Hippodrome Amusement Co. v. Wit

Braley, J.

While the lease dated March 23, 1914, does not in terms refer to the sketch plan the bill alleges and the answer admits that the plan was followed in the description of the leasehold and the apportionment of the rent. It is apparent from the plan, on which the areas do not appear, that the demised premises comprise an entire tract divided into contiguous parcels, which are respectively designated as A, B, D and C and of which only parcel A abutted on a public way. The trial judge finds that at the execution of the lease this parcel, which is referred to by him and by counsel as "front land” had a value of about $30 a square foot, while parcels C and D or the "rear land” were each worth only $5 a square foot. But he also states that while the parties during the negotiations preceding the lease knew that the front land was of much greater value than the rear land, there was no evidence before him showing any estimate of valuation on which either party acted. The inquiry would be of little moment if it' were not for the provisions of the lease which, instead of naming a round sum as a yearly rent for the entire leasehold, treats the parcels as if each parcel was a separate demise. The rent reserved for parcels A and B, concerning which there is no dispute, is a fixed yearly amount based on a graduated scale during the term and the lessor pays the taxes on lot A. But for parcel C, and for parcel D, subsequently acquired by the plaintiff as provided in the lease, the lessee covenanted to pay a yearly rent equal to nine per cent of the valuation of the parcels as assessed by the proper authorities of the city, “or those having the power in the premises *222to value said land for the purposes of taxation, such percentum to be based on such tax valuation as of April 1, in each year for . the year ending the following March 31, and if the assessment date shall hereafter be changed, then the rental year shall begin as of such assessment date.” While parcel C at the date of the lease was vacant land, the plaintiff as contemplated by the lease, has erected thereon a building to be used by it as a theatre, access to which by the public is over parcel A in connection with parcels B and D, and at the termination of the lease the ‘building is to become the property of the lessor.

It appears from the record that the entire tract held by the defendant as the lessee of one Leland contains thirteen thousand one hundred and twenty-two square feet, while the premises demised to the plaintiff exclusive of lot A comprise eight thousand ninety-one square feet of which lot D has an area of three hundred and sixty and lot C an area of seven thousand six hundred and seven square feet.

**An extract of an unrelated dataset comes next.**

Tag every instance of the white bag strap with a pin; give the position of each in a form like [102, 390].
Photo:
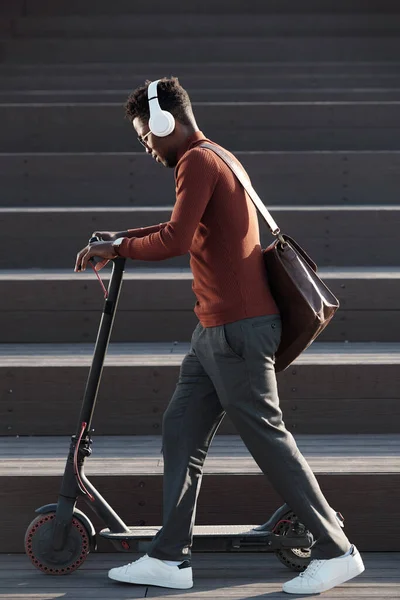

The defendant demands rent for lots C and D on the basis of the taxable valuation of $12 per square foot, at which as a uniform rate the judge found that the land as a whole had been assessed to the defendant before the plaintiff’s lease and that “that rate was a reasonable assessment per-square foot for the entire area, as a large part, nearly two-thirds, of the total area, was back land.” The evidence is not reported, and this finding as well as the further finding that the total rent of lots C and D from the beginning of the term to and including March 31, 1917, computed at nine per cent on the valuation of the land as assessed prior to the lease at $12 a square foot, amounts to $42,994.11, of which sum the plaintiff has paid $36,460.13, leaving a balance due when the bill was filed of $6,533.98, cannot be disturbed. The bill, however, alleges and the plaintiff contends that in order to determine the fair and proper rent it is necessary that the assessors should make a separate assessment of lots C and D with the buildings thereon, and it is found that although so requested by the plaintiff, the assessors have declined to make a separate assessment because the owners of the reversion as well as the lessor decline to acquiesce in any division of the premises.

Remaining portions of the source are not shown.